In an attempt to debunk some of these myths, I've put together the following list of things I've read about in the past couple of years, but only recently learned the truth behind them:
Custodial is a highly disliked role
In general, many custodial cast members actually tend to love their role. While guests sometimes dismiss this role as simply sweeping up popcorn and cleaning bathrooms, there is a lot more to working custodial in Walt Disney World than meets the eye. Many custodial cast members are able to pin trade with guests, and some can even get into it using their role specifically by pin trading using boards attached to trash cans. Custodial cast members are also able to interact with guests much more than cast members working in some other roles, simply because they are out and about in the parks all day.
As custodial cast members are typically out in their assigned area for most of their shift, they are also able to watch and sometimes participate in dance parties, parades, shows, and fireworks. Compared to some other cast members who are limited to doing certain tasks, custodial cast members have plenty of opportunity to make magic for guests in ways other than simply keeping the park clean, which as a result makes many of them love their role.
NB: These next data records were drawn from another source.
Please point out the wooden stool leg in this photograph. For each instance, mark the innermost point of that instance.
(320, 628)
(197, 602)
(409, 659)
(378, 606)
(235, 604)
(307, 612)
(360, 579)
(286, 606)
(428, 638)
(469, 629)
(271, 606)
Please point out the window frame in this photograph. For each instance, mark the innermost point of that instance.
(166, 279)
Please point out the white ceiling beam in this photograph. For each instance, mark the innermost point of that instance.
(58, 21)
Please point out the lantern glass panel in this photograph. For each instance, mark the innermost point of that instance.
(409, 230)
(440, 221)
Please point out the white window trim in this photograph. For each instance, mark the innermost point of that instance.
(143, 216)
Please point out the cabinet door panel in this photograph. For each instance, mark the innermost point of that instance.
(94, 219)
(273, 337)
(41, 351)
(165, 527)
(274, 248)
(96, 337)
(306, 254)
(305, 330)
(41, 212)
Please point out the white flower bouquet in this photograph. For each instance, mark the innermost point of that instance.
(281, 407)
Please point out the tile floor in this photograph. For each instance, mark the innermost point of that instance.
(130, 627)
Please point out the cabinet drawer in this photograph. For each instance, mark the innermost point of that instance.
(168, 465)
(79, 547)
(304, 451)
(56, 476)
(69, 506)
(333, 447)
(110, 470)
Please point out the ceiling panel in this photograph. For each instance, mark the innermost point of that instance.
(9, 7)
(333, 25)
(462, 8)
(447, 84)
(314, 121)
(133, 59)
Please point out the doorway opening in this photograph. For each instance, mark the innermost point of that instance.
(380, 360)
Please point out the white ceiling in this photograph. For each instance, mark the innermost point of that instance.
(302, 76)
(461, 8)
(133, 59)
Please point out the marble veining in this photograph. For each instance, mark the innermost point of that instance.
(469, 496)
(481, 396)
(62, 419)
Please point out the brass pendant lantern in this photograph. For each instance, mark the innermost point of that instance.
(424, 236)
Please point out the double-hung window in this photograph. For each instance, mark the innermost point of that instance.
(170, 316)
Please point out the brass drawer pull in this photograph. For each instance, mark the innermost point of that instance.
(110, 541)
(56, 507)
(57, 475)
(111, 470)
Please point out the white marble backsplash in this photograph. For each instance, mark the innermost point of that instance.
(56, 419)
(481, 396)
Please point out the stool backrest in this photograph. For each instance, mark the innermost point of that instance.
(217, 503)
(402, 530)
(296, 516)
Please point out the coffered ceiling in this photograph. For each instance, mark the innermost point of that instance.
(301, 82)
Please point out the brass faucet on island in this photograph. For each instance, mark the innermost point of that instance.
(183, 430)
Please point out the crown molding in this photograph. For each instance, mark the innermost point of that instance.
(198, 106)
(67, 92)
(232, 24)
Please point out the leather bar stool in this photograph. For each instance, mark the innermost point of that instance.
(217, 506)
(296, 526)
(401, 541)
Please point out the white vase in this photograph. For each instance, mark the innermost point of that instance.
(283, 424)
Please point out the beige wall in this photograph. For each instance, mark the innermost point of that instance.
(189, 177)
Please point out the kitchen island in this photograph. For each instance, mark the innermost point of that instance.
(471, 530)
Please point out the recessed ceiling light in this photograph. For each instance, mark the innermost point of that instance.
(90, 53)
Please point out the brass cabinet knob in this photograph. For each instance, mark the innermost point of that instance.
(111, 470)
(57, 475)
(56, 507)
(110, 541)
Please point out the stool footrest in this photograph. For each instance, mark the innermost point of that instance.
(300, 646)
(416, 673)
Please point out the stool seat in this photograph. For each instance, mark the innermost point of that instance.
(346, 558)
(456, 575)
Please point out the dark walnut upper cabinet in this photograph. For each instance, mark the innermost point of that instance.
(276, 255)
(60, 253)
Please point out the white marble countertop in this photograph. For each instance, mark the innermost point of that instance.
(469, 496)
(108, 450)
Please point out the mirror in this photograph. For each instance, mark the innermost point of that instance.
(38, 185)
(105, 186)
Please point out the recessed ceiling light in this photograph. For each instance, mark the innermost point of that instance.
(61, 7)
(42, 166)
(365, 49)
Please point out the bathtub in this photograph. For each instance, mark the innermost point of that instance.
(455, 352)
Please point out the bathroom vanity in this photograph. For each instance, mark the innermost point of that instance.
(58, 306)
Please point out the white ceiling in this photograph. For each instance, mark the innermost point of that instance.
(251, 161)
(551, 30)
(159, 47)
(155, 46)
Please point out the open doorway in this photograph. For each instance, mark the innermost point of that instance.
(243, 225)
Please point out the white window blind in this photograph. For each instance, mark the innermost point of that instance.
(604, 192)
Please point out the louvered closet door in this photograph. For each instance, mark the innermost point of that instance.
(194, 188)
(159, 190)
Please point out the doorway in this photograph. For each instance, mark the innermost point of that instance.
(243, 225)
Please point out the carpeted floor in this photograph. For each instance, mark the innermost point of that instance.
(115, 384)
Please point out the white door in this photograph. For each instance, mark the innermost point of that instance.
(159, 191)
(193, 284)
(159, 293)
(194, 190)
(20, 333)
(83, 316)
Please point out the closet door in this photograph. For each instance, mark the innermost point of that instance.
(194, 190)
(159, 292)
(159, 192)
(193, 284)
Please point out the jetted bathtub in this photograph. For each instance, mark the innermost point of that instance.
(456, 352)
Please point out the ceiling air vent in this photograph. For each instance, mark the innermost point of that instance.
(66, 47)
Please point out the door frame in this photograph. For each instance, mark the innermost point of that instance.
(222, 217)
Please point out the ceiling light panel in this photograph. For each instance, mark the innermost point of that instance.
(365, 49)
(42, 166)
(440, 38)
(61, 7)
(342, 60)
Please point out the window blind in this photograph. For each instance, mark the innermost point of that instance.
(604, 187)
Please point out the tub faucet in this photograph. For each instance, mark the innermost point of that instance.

Attractions cast members do the same thing repeatedly all day long
Have you ever ridden the Jungle Cruise and thought about how tired your skipper must be of taking his or her boat through the jungle and back? Thankfully for your skipper, this is not the only task he or she will perform in a work day, as skippers only make three trips through the jungle before they are moved back to a land position. And once on land, there are a number of different things the cast members can be doing: greeting guests as they enter the attraction, merging guests from the Fastpass and standby lines, and grouping guests onto the boat, and assisting them with getting on and off the boat.
Even cast members who work at show attractions rather than rides are able to take on so much variety in their shifts due to the number of different positions they could be working in any given shift. And when attractions are temporarily closed, or under a refurbishment period, the cast members who work there are not temporarily out of work—instead they "super-greet," or interact with guests outside of the attraction or around their area within the park. While super-greeting might not be as exciting as actually running the attraction, these cast members are still available to answer questions and provide magic to guests even when their attraction is not currently operating.
When their location closes, they're out of a job
In general, operations cast members are not out of a job if the location they work at is closed. For instance, cast members who worked at the American Idol Experience at Disney's Hollywood Studios were moved to other attractions in the park when their attraction was permanently closed. Unlike many smaller businesses, where one's work location closing does mean the end of the job, Walt Disney World employs so many cast members in so many different areas, that there is enough flexibility to move people around without having them lose their jobs.
While roles like attractions are more specific in this respect, one's location closing in roles like custodial or merchandise makes even less of a difference. Merchandise cast members, like custodial and a few other roles, are able to pick up shifts anywhere on Disney property, except for a select few locations that require special training. This makes their transition even easier if say their shop was to close, as they would not require nearly as much training in their new area as an attractions cast member would.